We aren’t going to therapy anymore, but we continue to see HUGE HUGE progress in Nora’s eating. She’s trying new foods all the time, eating more and more with every meal, and finally willing to feed herself (it was crazy how long she refused to feed herself and only wanted us to spoon-feed her!)
If you didn’t know Nora’s food journey, you most likely wouldn’t think anything was wrong with her eating habits — she even eats lots of veggies!
Obviously, we aren’t totally “out of the woods” and there are still many things we need to work on — like the fact that she still will not drink anything but water — but I’m thrilled to finally be at a point where I can share this update with you.
As I mentioned above, it was a REALLY long process and so much more difficult when we were “in the thick of it” and not knowing exactly if or when we’d see any progress.
In general, I don’t think it would be awful to nurse for 18-20 months IF my child was also eating normal infant and toddler foods along with breast milk to form a more balanced diet. In our situation, Nora was 100% dependent on me which made my life a lot more difficult, and was probably part of her extreme separation anxiety (which, by the way, is also getting better!)
My “plan” for feeding baby #2 is to start out nursing, but to introduce bottles of breast milk and possibly some formula very early on — just because I don’t think I can handle being so tied down for so long again. I’m also planning to be more aggressive with trying different bottles until we find one he likes (if that’s what it takes).

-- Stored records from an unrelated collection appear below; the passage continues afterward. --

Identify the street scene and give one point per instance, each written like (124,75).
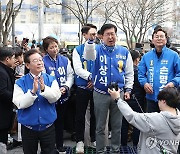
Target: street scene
(89,77)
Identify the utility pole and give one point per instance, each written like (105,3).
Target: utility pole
(40,20)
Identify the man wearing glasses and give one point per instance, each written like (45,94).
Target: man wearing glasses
(158,69)
(35,95)
(84,93)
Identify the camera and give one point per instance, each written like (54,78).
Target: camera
(113,85)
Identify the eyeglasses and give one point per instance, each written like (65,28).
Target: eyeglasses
(35,61)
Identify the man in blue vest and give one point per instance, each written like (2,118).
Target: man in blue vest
(59,66)
(84,94)
(35,95)
(158,69)
(7,78)
(113,67)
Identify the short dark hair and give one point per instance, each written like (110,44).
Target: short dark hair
(170,95)
(18,51)
(6,52)
(135,54)
(29,53)
(157,30)
(47,41)
(85,29)
(108,26)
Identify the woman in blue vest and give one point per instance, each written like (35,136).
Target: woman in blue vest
(60,67)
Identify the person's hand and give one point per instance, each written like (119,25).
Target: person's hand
(148,88)
(170,84)
(90,85)
(41,82)
(63,90)
(126,96)
(114,94)
(25,47)
(35,85)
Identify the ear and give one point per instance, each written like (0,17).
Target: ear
(27,65)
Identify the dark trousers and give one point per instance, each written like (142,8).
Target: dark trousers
(4,136)
(83,97)
(152,106)
(125,125)
(59,123)
(30,139)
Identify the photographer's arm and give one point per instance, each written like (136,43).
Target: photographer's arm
(89,51)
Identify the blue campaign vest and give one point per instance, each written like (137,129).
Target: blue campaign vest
(109,67)
(32,116)
(159,71)
(86,64)
(58,69)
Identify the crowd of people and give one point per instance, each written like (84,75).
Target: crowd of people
(117,85)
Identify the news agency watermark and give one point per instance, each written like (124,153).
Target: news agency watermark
(152,142)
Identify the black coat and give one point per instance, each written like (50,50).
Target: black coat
(7,80)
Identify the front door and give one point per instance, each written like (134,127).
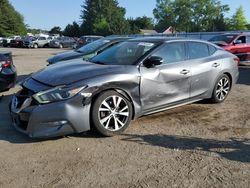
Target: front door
(168,83)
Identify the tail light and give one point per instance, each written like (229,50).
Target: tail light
(237,60)
(5,64)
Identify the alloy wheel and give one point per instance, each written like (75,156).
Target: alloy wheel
(222,88)
(114,113)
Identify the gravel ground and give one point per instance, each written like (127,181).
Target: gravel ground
(198,145)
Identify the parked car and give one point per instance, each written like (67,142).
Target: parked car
(62,42)
(88,51)
(83,40)
(6,41)
(238,44)
(17,43)
(1,41)
(37,42)
(7,71)
(128,80)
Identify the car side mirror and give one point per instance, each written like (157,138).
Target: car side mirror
(153,61)
(237,42)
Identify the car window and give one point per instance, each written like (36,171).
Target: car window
(41,38)
(212,49)
(223,38)
(125,53)
(242,39)
(172,52)
(197,50)
(248,40)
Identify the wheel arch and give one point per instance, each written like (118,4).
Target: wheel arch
(118,90)
(230,77)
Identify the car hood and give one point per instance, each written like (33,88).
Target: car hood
(64,56)
(68,72)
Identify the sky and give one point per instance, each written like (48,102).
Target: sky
(45,14)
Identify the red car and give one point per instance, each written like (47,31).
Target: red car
(238,44)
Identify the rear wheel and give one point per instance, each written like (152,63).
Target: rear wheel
(221,89)
(111,113)
(35,46)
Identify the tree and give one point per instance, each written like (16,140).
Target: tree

Since I’m the type of person who just can’t nurse in public, being stuck at home all day every day for 21 months was even more than my home-body self could take after a while, and I really don’t want to do that again 🙂
I realize that how we feed our children is a very personal choice that can also be somewhat controversial — so please know that my goal in writing this post is not to say “you should do it my way”. It’s more to celebrate that Nora is finally eating — especially since so many of you have inquired about her progress.
Thanks so much for following along on our journey and offering your help and support along the way. I’ve gleaned many words of wisdom and tips from your emails and comments — some of which have aided in Nora’s eating success!